В половине пятого сестра Селия закончила проверять тетради. Он устало сидел за партой, изможденный и изметеленный собственным нетерпением что-нибудь сделать – что угодно. В комнате почти стемнело. Луна, спотыкаясь, вывалилась из унылого неба на востоке – она бы стала белой луной, если б вырвалась на свободу. Комната в полумраке нагоняла на него тоску. В такую комнату лишь монахиням и входить в тихих толстых башмаках. Пустые парты грустно рассказывали об ушедших детях, а его собственная, казалось, им сочувствовала и с интимной теплотой советовала ему: иди домой, я тут побуду одна с остальными. Поцарапанная и разрисованная его инициалами, вымазанная и заляпанная чернилами, парта устала от него так же, как и он от нее. Теперь они чуть ли не ненавидели друг друга, однако переносили соседство очень терпеливо.
Сестра Селия встала, собирая тетради.
– В пять можешь идти, – сказала она. – Но при одном условии…
Летаргия его поглотила всякое любопытство, что же это еще за условие. Растянувшись на лавке, оплетя ногами парту перед собой, он лишь мог тушиться в собственном отвращении.

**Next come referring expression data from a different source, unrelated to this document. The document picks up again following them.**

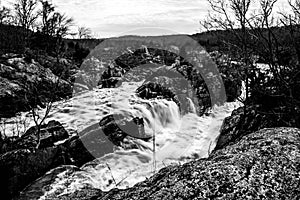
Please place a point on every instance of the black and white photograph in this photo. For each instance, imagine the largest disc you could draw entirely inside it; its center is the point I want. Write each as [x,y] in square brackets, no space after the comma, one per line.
[150,99]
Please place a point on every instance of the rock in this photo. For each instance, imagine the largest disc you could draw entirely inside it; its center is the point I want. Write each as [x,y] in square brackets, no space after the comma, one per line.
[42,184]
[21,163]
[50,134]
[256,117]
[262,165]
[47,182]
[18,168]
[76,152]
[21,78]
[117,128]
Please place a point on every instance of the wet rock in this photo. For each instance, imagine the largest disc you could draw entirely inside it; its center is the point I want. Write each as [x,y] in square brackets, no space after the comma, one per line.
[262,165]
[50,134]
[76,152]
[46,183]
[245,120]
[118,127]
[18,168]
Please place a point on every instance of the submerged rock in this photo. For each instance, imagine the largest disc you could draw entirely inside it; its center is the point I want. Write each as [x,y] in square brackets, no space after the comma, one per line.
[50,134]
[262,165]
[118,128]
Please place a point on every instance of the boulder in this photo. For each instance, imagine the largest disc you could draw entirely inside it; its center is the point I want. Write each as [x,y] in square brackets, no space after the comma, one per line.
[118,127]
[20,167]
[20,79]
[21,163]
[245,120]
[50,134]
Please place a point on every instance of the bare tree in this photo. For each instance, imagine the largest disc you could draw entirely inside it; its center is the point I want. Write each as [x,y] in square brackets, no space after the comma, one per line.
[41,97]
[231,15]
[84,33]
[5,15]
[26,13]
[47,13]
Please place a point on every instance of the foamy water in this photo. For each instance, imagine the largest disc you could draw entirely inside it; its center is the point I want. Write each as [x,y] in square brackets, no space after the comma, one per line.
[178,139]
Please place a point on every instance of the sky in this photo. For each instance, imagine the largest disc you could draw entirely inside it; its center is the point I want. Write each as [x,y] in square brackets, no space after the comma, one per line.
[110,18]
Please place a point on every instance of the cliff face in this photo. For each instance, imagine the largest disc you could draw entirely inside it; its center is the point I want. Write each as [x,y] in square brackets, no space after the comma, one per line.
[262,165]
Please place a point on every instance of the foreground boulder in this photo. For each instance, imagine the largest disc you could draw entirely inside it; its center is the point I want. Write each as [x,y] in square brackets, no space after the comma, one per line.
[21,163]
[245,120]
[262,165]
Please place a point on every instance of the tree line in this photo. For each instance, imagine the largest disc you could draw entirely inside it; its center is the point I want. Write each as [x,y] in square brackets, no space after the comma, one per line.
[41,15]
[253,31]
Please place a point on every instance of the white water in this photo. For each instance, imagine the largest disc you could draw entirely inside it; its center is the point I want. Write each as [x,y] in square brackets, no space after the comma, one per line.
[178,139]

– Я хочу, чтобы ты ушел отсюда в пять часов, сходил в церковь и попросил Деву Марию благословить твою мать и дать ей все счастье, которого она заслуживает… бедняжка.
С этим она вышла. Бедняжка. Его мать – и бедняжка. Слова ее отозвались в нем таким отчаяньем, что выступили слезы. Везде одно и то же, всегда его мать – бедняжка, вечно бедненькая, всегда, это слово постоянно в нем и вокруг него, и внезапно он не выдержал в этой темной комнате и заплакал, всхлипами выдавливая из себя это слово, плакал и давился, не из-за этого, не по ней, не по матери, а по Свево Бандини, по отцу, по этому взгляду своего отца, по его корявым рукам, по его инструментам каменщика, по стенам, которые строил его отец, по ступеням, карнизам, зольникам и соборам, все они так прекрасны, поэтому своему чувству, когда отец пел об Италии, об итальянском небе, о Неаполитанском заливе.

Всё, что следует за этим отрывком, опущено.